California IOUs look like regular checks, except they are not redeemable until October 2nd. With the state bank account very low on cash, it can only issue what's legally called a "registered warrant" to pay $3.3 billion worth of July bills. College students who receive Cal Grants and assistance checks for those who rely on social programs will be getting the IOUs.
"We're very concerned about the vendors, the aged, the blind and the disabled who will be receiving these IOUs and don't have access to financial institutions who are willing to redeem the IOUs," says Democratic California State Controller John Chiang.
People doing business with the state won't get paid either. Staff USA provides medical personal for state programs used by the developmentally disabled. The company already has had to cut expenses in anticipation of getting IOUs instead of cash.
"I've had to lay off my staff employees, my administrative staff in order to try to continue to operate my business," says Gloria Freeman, a state vendor.
In a two-to-one vote, a state investment board set the interest rate at 3.75 percent; so a$1,000 IOU would earn $9 in interest when it matures in October.

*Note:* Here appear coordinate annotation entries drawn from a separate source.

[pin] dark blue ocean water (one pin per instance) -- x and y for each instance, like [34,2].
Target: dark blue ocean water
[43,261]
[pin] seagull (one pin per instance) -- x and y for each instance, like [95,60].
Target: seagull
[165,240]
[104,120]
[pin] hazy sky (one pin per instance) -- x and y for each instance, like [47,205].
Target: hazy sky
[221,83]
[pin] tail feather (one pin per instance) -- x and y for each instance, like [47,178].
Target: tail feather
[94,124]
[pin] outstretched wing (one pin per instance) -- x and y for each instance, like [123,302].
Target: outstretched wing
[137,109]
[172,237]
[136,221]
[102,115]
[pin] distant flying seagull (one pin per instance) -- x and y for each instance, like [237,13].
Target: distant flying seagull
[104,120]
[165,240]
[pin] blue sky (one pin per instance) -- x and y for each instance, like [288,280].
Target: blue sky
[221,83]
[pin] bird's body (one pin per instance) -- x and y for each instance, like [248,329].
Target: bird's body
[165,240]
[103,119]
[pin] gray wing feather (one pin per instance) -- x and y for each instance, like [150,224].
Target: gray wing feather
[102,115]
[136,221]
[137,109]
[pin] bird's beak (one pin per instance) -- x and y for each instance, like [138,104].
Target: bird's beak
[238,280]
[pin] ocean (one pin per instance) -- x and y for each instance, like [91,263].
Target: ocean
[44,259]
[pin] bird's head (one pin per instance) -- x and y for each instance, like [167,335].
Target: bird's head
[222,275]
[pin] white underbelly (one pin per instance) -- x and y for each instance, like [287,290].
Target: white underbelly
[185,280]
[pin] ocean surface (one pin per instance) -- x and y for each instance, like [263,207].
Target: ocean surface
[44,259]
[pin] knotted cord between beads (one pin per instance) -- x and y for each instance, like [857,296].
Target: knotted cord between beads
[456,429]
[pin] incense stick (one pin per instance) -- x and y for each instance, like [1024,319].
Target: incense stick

There is a caveat. The IOUs are only cashable if the state has the money. If it doesn't, the redeemable date can always be extended. But the IOUs aren't just a sign of California's cash problems; they also symbolize the state leaders' failure to fix the budget mess on time. IOUs have only been issued twice in the state's history and no one is taking responsibility for this fiasco.
"I don't believe we let it happen," says St. Sen. Darrell Steinberg, D-Sacramento.
"It's a sad story that they have known for months now that the deadline is June 30th," says Gov. Arnold Schwarzenegger, R-Calif.
Only a budget fix can stop the IOUs, some lawmakers will work through the holiday weekend to try to craft a solution.
At least three major banks have all agreed, somewhat reluctantly, to accept California's IOUs until July 10th. Chase Bank said it was making the move to help its customers. Wells Fargo says its disappointed California has taken the "unfortunate" step. Bank of America decided on Wednesday to accept the IOUs.
The governor and state officials have asked other banks to do the same.